Four families, two metrics each. Quality and cost are obvious; risk and health are the ones most teams skip — and the ones that decide whether an agent ages well.
What: Share of runs where the agent reached the goal without escalation
Why: The headline number. If this is below baseline, nothing else matters.
Healthy looks like
Above the human baseline for the same workflow, measured on the same evaluation set.
What: Independent grader scoring whether the outcome served the user's actual intent
Why: Catches the agent that satisfies the literal goal in the wrong way.
Healthy looks like
Steady or improving. A drop here that completion rate doesn't show is a serious signal.
What: Total spend (tokens, tool calls, infra, evaluators) divided by successful outcomes
Why: The economic unit. The only number that says whether the agent is worth running.
Healthy looks like
Trending down over time as prompts, models, and tools improve.
What: Median number of model calls, tool invocations, and tokens per run
Why: A leading indicator for cost. Spikes here precede cost spikes by days.
Healthy looks like
Stable or compressing.

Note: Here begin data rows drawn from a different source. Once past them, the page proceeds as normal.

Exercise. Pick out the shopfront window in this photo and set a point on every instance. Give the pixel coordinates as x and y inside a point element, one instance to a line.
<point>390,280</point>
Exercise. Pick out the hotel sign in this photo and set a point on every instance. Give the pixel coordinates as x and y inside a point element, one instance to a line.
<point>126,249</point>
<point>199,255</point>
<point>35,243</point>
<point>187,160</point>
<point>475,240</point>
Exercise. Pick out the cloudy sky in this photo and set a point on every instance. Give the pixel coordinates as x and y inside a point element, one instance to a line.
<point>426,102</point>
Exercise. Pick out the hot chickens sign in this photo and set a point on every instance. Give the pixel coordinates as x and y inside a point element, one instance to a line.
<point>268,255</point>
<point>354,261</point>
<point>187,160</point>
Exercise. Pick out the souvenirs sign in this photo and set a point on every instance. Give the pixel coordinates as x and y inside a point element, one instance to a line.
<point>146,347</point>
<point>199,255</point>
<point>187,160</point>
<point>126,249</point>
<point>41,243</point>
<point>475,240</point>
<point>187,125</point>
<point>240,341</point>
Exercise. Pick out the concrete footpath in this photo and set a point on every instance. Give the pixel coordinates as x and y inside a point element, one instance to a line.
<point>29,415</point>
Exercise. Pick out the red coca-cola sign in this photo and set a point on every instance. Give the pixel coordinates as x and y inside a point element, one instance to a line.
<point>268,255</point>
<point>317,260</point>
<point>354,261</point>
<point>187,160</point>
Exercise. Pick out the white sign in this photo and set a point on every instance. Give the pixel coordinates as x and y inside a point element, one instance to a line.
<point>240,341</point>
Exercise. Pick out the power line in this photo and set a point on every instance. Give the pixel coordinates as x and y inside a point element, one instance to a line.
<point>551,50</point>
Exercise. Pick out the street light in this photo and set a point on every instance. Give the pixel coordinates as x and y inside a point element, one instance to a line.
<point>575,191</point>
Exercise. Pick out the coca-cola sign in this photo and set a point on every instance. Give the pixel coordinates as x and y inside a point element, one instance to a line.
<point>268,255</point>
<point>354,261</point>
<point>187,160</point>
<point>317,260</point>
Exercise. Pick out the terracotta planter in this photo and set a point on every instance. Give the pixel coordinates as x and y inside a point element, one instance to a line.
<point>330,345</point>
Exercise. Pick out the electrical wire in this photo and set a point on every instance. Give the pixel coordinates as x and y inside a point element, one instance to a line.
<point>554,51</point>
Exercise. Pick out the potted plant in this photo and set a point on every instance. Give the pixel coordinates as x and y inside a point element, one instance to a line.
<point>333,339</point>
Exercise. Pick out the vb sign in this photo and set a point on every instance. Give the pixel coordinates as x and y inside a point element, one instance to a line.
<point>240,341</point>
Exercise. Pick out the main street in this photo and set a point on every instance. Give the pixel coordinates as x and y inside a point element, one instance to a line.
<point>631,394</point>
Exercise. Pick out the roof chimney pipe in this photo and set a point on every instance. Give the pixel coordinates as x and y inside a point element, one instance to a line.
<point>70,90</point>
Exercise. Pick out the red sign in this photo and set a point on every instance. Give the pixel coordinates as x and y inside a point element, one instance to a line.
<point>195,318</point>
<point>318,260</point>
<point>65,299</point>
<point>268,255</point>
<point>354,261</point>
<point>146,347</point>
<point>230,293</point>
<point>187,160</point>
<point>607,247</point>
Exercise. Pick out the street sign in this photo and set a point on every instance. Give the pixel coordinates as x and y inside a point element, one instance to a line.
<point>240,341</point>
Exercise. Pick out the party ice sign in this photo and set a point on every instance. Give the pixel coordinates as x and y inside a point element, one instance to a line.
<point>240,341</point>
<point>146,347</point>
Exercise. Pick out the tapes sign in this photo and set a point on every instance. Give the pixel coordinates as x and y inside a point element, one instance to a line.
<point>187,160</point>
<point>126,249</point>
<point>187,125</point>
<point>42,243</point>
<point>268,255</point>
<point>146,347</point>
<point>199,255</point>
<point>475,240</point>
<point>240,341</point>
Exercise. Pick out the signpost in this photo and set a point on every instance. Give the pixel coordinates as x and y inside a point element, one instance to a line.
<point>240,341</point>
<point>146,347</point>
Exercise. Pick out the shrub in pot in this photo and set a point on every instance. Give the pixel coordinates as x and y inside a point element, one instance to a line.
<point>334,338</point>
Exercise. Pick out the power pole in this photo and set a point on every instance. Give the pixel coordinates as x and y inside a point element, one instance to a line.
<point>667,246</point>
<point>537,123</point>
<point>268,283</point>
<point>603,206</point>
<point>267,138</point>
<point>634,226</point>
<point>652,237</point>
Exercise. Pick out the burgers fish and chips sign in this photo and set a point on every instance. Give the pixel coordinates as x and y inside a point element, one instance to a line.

Sudden growth means something changed — investigate.
What: Share of runs that required a human override, escalation, or rejection
Why: A workflow with rising interventions is regressing — even if completion rate looks fine.
Healthy looks like
Low and stable. A cliff downward is suspicious; a creep upward is a problem.
What: Count of agent actions that required rollback, customer communication, or remediation
Why: The number a regulator or a board will ask for. Track it from day one.
Healthy looks like
Tracked by zone. Zone 2–3 incidents reviewed individually; Zone 0–1 reported in aggregate.
What: Statistical distance between today's outputs and a fixed historical reference set
Why: Silent quality degradation is the most-cited cause of agent failures in production.
Healthy looks like
Within a defined band. Crossing the band auto-creates a review ticket.
What: Time from agent proposal to human decision in human-in-the-loop workflows
Why: If approvals take too long, reviewers rubber-stamp. If they happen too fast, reviewers aren't reading.
Healthy looks like
In a healthy band — fast enough not to bottleneck, slow enough that reviewers actually read.
Reporting cadence: quality and cost weekly. Risk monthly to the executive team. Health continuously, with alerting. Aggregate the panel into a single one-page dashboard the agent owner reviews daily.